The new car receives a heavily revised power-assisted cloth hood that is claimed to open or close in 18 seconds at speeds of up to 19mph. As before, the multi-layer structure folds and stows in an exposed position above the boot. Safety enhancements include a single-piece roll bar that extends from behind the rear seats when sensors detect a possible rollover.
The adoption of parent company BMW’s new high-strength steel UKL platform structure results in a 28mm increase in wheelbase, along with track widths that are up by 42mm at the front and 34mm at the rear – all of which helps to boot cabin space.
The front seats receive added longitudinal adjustment, the width of the rear seats has increased by 34mm at shoulder height and by 112mm in the elbow area, and there's an added 36mm of rear leg room.
Luggage capacity is 215 litres with the hood up - 35 litres more than before. With the hood stowed, boot space is reduced to 160 litres. The rear seats receive standard split-folding backrests and an 8mm wider through-loading facility for easier stowage of longer items.
Mini says the new structure provides added rigidity and stiffness compared with that of the previous Convertible, in a move claimed to reduce scuttle shake and improve handling.

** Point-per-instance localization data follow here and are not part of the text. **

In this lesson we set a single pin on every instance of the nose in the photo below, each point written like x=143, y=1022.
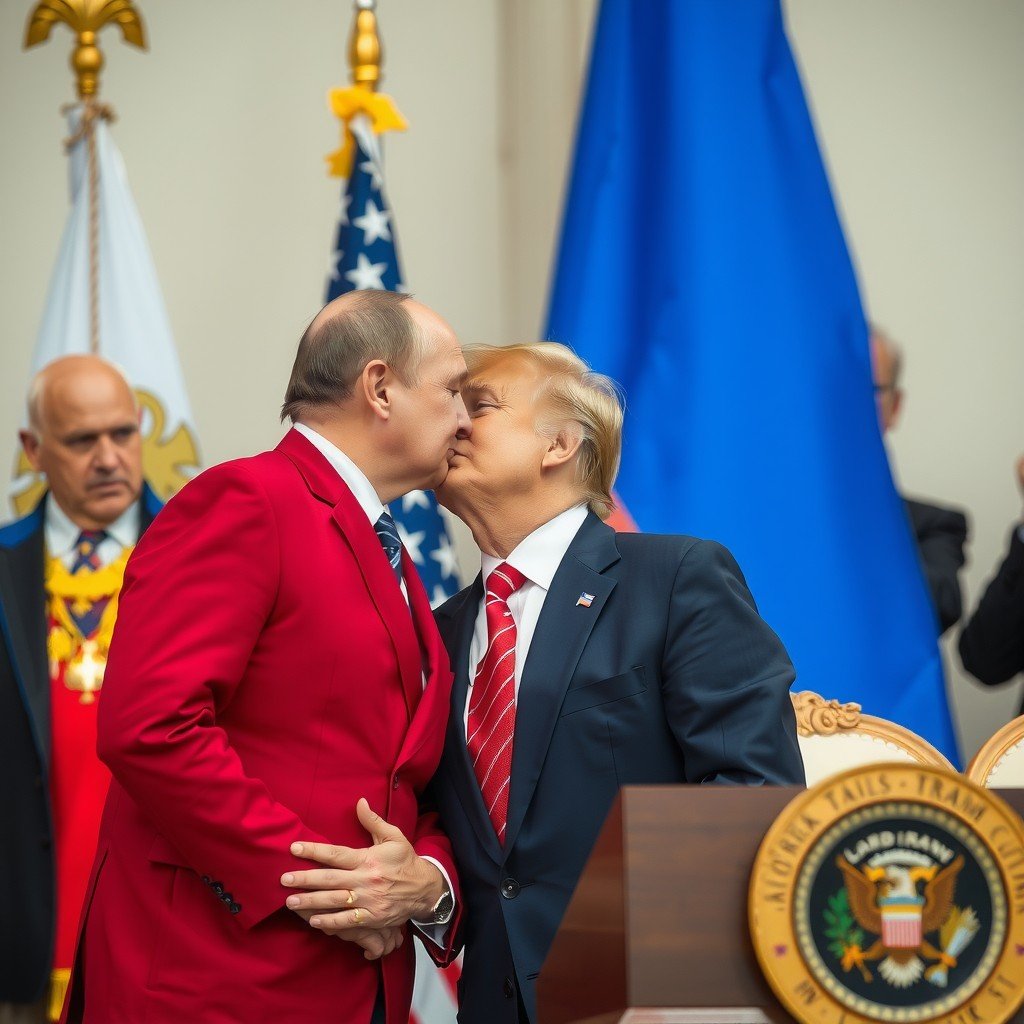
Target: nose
x=465, y=424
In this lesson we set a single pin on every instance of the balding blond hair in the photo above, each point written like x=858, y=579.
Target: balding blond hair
x=570, y=392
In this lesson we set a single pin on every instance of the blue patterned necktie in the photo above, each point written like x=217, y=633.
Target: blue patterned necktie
x=387, y=534
x=86, y=550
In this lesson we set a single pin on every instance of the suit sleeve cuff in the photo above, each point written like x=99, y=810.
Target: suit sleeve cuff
x=436, y=932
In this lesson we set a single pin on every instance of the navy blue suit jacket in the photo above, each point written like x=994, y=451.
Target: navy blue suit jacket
x=27, y=884
x=670, y=676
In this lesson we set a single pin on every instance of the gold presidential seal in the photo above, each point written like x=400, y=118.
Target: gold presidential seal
x=893, y=893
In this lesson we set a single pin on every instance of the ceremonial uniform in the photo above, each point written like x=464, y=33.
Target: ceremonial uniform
x=58, y=590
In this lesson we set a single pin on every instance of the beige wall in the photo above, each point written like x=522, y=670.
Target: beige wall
x=223, y=125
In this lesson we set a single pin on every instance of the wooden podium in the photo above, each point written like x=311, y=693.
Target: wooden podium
x=656, y=932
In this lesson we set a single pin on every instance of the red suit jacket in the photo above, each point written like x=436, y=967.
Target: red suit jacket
x=265, y=673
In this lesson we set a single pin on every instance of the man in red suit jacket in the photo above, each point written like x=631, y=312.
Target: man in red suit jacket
x=275, y=662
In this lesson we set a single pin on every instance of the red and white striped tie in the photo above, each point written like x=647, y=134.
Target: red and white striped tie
x=491, y=725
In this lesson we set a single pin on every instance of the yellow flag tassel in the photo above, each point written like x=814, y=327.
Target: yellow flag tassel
x=59, y=979
x=346, y=103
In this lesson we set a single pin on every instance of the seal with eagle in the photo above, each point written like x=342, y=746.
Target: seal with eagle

The use of reinforcing structural elements and other stiffening measures within the floorpan and bulkheads has led to a 115kg increase in weight over the three-door hatch at 1275kg for the Cooper S.
Among the standard equipment on models bound for the UK will be a 6.5in multimedia screen, Bluetooth connectivity with a USB audio connection, rear parking sensors and a reversing camera.
In the UK the new Mini Convertible will be available with a choice of three engines: a 134bhp 1.5-litre, three-cylinder petrol unit in the Cooper, a 189bhp 2.0-litre, four-cylinder petrol in the Cooper S and a 114bhp 1.5-litre, three-cylinder diesel in the Cooper D.
Other powerplants, including a 101bhp 1.2-litre petrol triple in the One and a 168bhp 2.0-litre diesel in the Cooper SD, will be added later.
Gearbox choices include a standard six-speed manual and an optional six-speed automatic – the latter with steering wheel-mounted shift paddles. An electronic differential lock along with Dynamic Stability Control and traction control are included on all models as standard.
In initial top-of-the-line Cooper S form with a manual gearbox, Mini claims its new Convertible will hit 62mph from standstill in 7.2sec and reach a top speed of 143mph, beating its predecessor by a scant 0.1sec and 3mph. Combined fuel consumption is put at 47.1mpg, endowing the Cooper S Convertible with CO2 emissions of 139g/km.
Prices for the new Mini Convertible start at £18,475 for the Cooper, rising to £20,225 for the Cooper D and £22,430 for the Cooper S. The automatic gearbox is an extra £1270.